Main outcomes and measures: Regional FDG standardized uptake value ratio (SUVR) and gray matter volumes in medial temporal, lateral temporal, lateral parietal, and medial parietal regions.
Results: In the primary regions of interest (ROI), the A+N+ group (n = 45) had lower FDG SUVR at baseline compared with the A+N- group (n = 17) (all 4 ROIs; P < .001). The A+N+ group also had lower FDG SUVR at baseline (all 4 ROIs; P < .01) compared with the A-N- group (n = 12). The A+N+ group had lower medial temporal gray matter volume at baseline (P < .001) compared with either the A+N- group or A-N- group. The A+N+ group showed large longitudinal declines in FDG SUVR (P < .05 for medial temporal, lateral temporal, and medial parietal regions) and gray matter volumes (P < .05 for medial temporal and lateral temporal regions) compared with the A-N+ group (n = 22). The A+N+ group also showed large longitudinal declines compared with the A-N- group on FDG SUVR (P < .05 for medial temporal and lateral parietal regions) and gray matter volumes (all 4 ROIs; P < .05) compared with the A+N- group. The A-N+ group did not show declines in FDG SUVR or gray matter volume compared with the A+N- or A-N- groups.

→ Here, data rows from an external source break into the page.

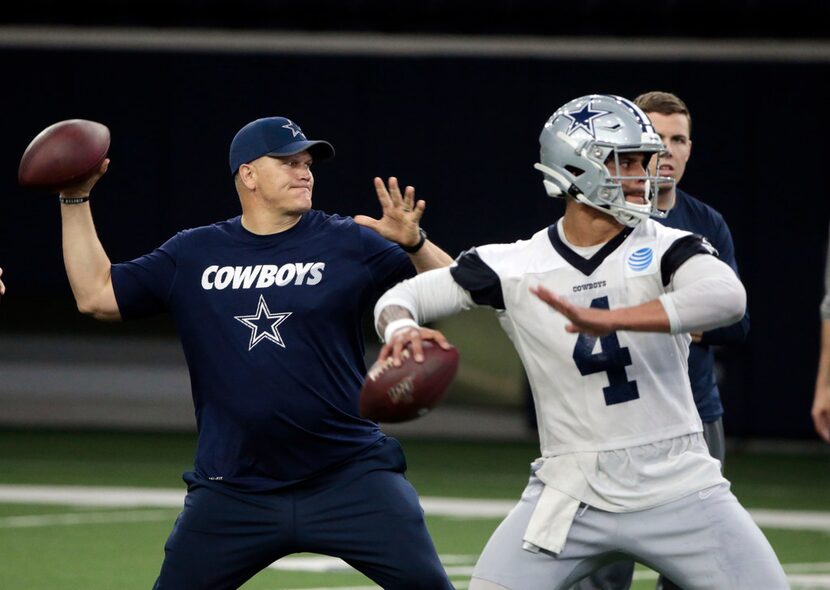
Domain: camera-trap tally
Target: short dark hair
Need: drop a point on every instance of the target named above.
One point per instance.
(664, 103)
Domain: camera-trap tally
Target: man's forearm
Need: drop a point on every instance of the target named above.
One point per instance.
(87, 265)
(430, 257)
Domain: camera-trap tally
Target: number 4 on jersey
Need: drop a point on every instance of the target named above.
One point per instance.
(613, 359)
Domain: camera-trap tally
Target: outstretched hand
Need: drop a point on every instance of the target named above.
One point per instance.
(82, 189)
(586, 320)
(821, 411)
(411, 335)
(401, 213)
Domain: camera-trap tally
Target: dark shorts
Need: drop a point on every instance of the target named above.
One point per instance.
(364, 512)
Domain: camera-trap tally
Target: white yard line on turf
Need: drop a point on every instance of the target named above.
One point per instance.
(433, 506)
(76, 518)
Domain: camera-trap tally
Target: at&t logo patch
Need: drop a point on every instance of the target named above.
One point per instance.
(640, 259)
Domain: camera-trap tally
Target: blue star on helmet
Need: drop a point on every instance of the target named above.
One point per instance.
(263, 324)
(584, 119)
(293, 128)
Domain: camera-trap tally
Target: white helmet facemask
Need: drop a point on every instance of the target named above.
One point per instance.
(578, 140)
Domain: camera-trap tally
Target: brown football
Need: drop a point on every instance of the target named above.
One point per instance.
(398, 394)
(64, 154)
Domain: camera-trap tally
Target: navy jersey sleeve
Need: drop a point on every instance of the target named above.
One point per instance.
(736, 333)
(387, 264)
(680, 251)
(142, 286)
(482, 282)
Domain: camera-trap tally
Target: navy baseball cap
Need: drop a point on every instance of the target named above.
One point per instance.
(274, 136)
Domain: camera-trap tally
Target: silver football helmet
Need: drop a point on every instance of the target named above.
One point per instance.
(581, 136)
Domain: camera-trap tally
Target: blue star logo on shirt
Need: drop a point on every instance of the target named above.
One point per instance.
(584, 119)
(263, 324)
(293, 128)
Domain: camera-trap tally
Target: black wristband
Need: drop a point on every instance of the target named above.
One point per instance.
(413, 249)
(72, 200)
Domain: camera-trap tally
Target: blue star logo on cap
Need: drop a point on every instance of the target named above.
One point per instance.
(293, 128)
(584, 119)
(263, 324)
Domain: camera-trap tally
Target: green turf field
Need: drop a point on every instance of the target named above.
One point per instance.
(49, 546)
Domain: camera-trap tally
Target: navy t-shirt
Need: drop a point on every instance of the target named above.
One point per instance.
(695, 216)
(271, 330)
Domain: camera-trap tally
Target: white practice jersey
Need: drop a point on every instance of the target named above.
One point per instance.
(592, 394)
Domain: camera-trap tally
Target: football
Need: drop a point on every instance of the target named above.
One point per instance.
(64, 154)
(398, 394)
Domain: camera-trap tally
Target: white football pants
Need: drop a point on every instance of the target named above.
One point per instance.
(701, 542)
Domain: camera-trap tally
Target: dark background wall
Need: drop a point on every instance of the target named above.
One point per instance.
(463, 130)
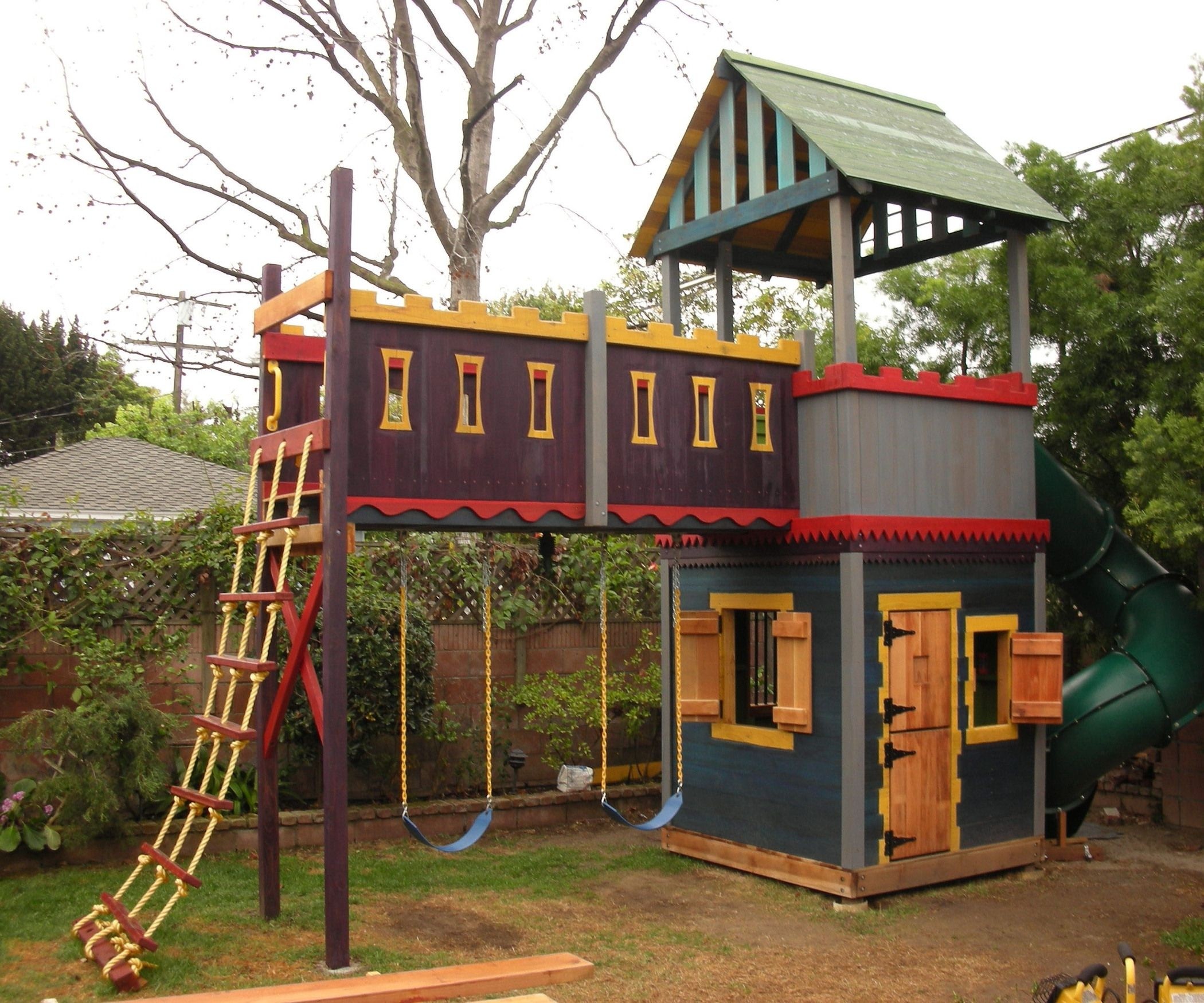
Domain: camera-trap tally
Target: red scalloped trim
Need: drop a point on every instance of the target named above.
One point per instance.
(441, 508)
(916, 528)
(1007, 389)
(842, 529)
(670, 515)
(294, 348)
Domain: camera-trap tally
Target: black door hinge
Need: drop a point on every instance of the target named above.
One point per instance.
(894, 842)
(890, 632)
(892, 710)
(894, 754)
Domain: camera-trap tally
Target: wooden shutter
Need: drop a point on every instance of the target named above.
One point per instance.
(1037, 678)
(700, 665)
(793, 698)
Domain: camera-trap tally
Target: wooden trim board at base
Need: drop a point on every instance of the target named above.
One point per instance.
(861, 883)
(427, 984)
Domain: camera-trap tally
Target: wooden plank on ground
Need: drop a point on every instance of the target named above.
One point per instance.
(768, 864)
(296, 300)
(427, 984)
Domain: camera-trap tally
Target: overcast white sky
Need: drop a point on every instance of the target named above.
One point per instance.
(1068, 75)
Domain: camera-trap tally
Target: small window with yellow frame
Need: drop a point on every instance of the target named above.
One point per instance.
(989, 684)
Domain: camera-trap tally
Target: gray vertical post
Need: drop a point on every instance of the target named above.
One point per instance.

Conclusions and relevance: Persons with MCI who were A+N+ demonstrated volumetric and metabolic worsening in temporal and parietal association areas, consistent with the expectation that the MCI stage in the Alzheimer pathway heralds incipient isocortical involvement. The A-N+ group, those with suspected non-Alzheimer pathophysiology, lacked a distinctive longitudinal volumetric or metabolic profile.